Ma soif de connaissance aura gain de cause. À la fin de la cérémonie, je vois Yue s'aventurer dans de nouvelles profondeurs de l'aven et je ne peux me retenir de la suivre – à distance raisonnable. Elle débouche devant une nouvelle source formée par un écoulement sur la paroi rocheuse. Je la devine, cette fois, impropre à la consommation étant donné son apparente saturation en calcaire. Un avancement naturel de la pierre forme un simulacre de presqu'île sur lequel trône un petit autel orné d'effigies, de bougies et de mantras gravés sur des plaques de bois.
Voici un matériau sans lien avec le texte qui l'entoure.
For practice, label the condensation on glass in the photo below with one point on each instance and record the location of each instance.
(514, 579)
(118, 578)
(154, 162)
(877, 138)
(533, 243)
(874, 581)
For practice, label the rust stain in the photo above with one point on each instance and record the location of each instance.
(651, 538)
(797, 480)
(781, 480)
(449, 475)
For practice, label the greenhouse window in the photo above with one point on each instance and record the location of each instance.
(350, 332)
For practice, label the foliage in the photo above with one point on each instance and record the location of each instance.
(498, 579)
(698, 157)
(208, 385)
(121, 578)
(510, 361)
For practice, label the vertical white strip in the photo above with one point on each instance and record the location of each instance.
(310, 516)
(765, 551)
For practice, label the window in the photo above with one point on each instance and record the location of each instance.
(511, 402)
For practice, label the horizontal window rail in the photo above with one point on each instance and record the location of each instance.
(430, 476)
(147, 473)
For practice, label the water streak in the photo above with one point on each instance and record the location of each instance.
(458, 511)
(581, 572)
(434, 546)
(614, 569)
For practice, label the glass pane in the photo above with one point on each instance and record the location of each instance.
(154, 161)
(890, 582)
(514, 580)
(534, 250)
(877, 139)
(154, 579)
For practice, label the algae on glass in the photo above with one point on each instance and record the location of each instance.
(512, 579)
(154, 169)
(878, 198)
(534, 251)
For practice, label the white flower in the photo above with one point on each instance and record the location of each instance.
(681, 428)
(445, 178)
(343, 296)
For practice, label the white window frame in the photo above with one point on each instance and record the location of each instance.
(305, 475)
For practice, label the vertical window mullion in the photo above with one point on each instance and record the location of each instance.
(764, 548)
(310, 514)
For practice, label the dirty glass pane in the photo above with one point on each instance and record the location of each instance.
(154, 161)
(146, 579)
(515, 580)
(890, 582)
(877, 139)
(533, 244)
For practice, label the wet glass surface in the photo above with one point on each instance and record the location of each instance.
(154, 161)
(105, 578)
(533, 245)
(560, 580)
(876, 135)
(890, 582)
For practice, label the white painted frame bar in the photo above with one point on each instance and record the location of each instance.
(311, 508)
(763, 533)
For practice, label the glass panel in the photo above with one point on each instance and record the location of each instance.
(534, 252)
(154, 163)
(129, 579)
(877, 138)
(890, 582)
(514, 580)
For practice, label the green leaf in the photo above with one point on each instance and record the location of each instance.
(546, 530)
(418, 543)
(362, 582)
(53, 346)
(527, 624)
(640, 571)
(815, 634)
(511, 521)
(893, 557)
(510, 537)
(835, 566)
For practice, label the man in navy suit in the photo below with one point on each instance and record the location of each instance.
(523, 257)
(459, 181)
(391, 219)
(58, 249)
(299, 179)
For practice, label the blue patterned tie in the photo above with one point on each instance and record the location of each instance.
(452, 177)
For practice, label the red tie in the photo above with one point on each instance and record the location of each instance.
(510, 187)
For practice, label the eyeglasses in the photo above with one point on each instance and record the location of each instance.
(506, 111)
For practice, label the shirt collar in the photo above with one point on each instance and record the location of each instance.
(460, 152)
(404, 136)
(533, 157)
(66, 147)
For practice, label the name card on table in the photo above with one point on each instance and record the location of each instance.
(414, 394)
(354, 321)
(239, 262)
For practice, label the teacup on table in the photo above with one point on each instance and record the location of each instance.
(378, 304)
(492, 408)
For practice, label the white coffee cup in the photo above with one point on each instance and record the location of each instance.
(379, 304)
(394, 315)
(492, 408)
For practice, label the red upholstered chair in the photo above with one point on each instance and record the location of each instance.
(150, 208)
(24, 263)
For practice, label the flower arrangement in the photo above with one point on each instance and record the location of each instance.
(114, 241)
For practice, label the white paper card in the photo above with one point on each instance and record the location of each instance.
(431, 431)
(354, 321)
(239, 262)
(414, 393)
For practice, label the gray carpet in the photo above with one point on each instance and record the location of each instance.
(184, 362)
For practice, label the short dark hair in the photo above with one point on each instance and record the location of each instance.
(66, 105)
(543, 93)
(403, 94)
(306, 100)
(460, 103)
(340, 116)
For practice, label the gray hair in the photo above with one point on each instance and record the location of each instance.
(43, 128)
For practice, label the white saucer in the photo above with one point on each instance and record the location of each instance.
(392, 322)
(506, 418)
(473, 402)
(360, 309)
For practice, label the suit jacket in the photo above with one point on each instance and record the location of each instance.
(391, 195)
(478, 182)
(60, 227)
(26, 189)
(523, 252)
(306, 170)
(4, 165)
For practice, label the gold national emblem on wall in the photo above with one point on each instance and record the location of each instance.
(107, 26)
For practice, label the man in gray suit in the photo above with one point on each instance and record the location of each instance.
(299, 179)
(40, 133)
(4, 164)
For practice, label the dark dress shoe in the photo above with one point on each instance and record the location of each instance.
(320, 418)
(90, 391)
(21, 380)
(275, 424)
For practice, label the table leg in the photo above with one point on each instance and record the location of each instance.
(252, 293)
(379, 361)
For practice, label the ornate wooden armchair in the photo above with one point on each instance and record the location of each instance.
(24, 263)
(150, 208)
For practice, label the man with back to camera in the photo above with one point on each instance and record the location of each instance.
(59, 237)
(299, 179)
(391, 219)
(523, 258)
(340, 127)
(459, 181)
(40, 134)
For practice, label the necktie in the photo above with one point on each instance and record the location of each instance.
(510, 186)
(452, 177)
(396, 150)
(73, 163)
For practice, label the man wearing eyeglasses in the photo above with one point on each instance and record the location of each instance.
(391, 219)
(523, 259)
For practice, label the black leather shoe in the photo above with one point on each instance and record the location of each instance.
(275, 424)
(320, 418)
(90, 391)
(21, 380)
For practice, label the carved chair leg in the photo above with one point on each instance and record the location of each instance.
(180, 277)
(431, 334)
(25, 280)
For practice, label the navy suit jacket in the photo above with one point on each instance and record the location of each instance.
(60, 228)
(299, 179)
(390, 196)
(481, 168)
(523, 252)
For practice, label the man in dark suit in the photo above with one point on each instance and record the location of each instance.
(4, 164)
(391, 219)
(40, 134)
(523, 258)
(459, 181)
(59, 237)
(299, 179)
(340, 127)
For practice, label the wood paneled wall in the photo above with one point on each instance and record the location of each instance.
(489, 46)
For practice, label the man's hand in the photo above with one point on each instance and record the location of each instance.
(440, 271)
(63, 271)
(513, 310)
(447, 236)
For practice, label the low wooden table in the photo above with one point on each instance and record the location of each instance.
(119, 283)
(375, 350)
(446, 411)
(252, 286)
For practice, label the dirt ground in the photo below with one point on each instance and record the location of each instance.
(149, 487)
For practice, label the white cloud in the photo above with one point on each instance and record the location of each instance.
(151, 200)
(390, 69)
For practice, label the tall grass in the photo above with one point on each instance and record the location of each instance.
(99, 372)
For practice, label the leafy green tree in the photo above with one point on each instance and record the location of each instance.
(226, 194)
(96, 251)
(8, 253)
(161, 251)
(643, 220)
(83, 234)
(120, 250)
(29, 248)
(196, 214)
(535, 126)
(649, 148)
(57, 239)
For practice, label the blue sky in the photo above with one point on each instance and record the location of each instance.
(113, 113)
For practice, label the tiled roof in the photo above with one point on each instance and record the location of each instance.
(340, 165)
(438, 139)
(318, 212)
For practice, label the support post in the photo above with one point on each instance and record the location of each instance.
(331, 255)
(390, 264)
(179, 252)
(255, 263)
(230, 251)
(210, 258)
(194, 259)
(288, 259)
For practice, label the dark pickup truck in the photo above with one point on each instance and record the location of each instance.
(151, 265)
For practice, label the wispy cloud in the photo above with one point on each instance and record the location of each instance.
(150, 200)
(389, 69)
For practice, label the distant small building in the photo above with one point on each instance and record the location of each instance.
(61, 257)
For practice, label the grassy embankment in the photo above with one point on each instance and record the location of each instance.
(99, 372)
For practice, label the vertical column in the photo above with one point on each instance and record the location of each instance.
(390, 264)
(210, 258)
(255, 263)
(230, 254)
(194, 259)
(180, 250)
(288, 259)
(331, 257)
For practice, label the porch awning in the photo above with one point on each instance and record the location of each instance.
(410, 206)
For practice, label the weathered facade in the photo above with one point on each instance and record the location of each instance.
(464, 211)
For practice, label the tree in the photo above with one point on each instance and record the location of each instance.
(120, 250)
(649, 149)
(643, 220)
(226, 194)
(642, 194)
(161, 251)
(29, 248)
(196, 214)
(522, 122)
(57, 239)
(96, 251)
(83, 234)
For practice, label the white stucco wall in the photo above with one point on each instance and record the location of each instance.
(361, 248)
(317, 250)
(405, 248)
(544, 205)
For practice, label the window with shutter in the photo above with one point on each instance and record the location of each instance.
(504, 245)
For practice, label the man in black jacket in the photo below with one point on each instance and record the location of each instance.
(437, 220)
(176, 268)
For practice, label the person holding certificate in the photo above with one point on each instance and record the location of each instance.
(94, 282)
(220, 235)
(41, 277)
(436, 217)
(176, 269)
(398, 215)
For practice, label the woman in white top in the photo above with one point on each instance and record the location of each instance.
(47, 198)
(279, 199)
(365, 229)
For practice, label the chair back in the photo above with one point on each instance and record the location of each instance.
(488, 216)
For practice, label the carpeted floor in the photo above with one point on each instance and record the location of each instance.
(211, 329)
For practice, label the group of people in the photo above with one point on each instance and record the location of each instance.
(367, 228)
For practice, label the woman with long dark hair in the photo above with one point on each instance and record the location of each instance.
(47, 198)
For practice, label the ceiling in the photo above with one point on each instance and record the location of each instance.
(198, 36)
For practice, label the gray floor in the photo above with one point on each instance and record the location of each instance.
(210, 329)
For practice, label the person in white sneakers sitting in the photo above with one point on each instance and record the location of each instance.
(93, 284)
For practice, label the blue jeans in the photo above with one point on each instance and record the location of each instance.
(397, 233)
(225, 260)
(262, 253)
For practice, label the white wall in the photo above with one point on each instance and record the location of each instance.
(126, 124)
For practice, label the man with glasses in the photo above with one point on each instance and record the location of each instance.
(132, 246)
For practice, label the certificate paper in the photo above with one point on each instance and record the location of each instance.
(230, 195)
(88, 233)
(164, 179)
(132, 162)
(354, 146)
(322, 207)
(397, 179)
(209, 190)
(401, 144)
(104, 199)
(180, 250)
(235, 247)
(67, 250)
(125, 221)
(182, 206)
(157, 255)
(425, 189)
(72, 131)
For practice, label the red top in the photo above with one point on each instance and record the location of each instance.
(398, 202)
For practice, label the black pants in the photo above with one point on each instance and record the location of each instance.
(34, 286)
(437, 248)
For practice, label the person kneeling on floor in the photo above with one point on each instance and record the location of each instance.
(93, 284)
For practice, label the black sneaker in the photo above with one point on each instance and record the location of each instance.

Yue s'agenouille au centre de l'îlot, en position de prière. Autour d'elle, les gouttes suintent des stalactites et s'éclatent dans une faible rythmique formant diverses auréoles à la surface de la source. Seul le bruit de cette pluie trouble l'atmosphère sereine de la cavité.

Quel droit ai-je de déranger son recueillement ? Alors que je jugeais qu'il me vaudrait mieux faire demi-tour, c'est elle qui m'interpelle, sans même se retourner.

— Que me veux-tu ?

Quelque peu honteux d'avoir ainsi joué les importuns, je bafouille :

— Te poser des questions, mais cela attendra. Je ne vais pas te déranger pour l'heure...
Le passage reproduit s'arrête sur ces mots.